- Developer: Areo Cinematic Games
- Publisher: Big Fish Games
- Engine: Areograph
- Platform: Microsoft Windows
- Release: Episode 1 December 2008; Episode 2 March 2009; Episode 3 November 2009; Episode 0 July 6, 2010; Retail version October 1, 2010;
- Genres: Interactive movie, Point-and-click adventure
- Mode: Single-player

= Casebook (video game) =

Episodic point-and-click video game

Casebook is an episodic interactive movie point-and-click adventure game developed by New Zealand studio Areo Cinematic Games and published by Big Fish Games.

==Gameplay==
The game is played from the perspective of a crime scene investigator tasked with solving a series of murders. The player is accompanied by a detective partner named James Burton. Players search for clues using a point-and-click system to explore various locations.
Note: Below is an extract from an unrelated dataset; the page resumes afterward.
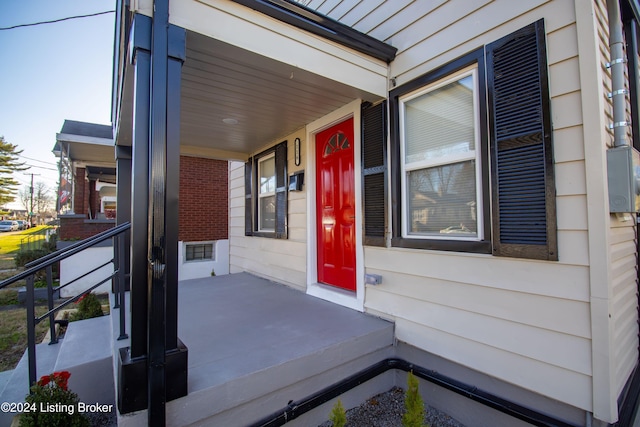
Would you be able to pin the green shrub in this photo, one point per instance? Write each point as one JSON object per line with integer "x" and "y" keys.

Players are then graded on how well they searched and how many "hints" they used to uncover the evidence. Environments are rendered primarily using Full motion video technology. Mini-games serve to break up the FMV segments.

==Plot==
The plot is broken up into four episodes. Episode 0 acts as a demo for the game, with the player being asked to assist Detective Burton in locating his uncle's ashes. Episode 1 is entitled "Kidnapped" and tasks the player with investigating the kidnapping of the Bichermann kids. Episode 2 is entitled "The Watcher" and concerns a purported suicide attempt by a young man in an apartment building. Episode 3 is entitled "Snake in the Grass" and concerns an assortment of cases occurring within a garden.

==Reception==
Each episode of casebook received moderately positive reviews, with reviewers praising the game's revival of FMV technology while criticizing the game's mini-games as tedious and not interesting.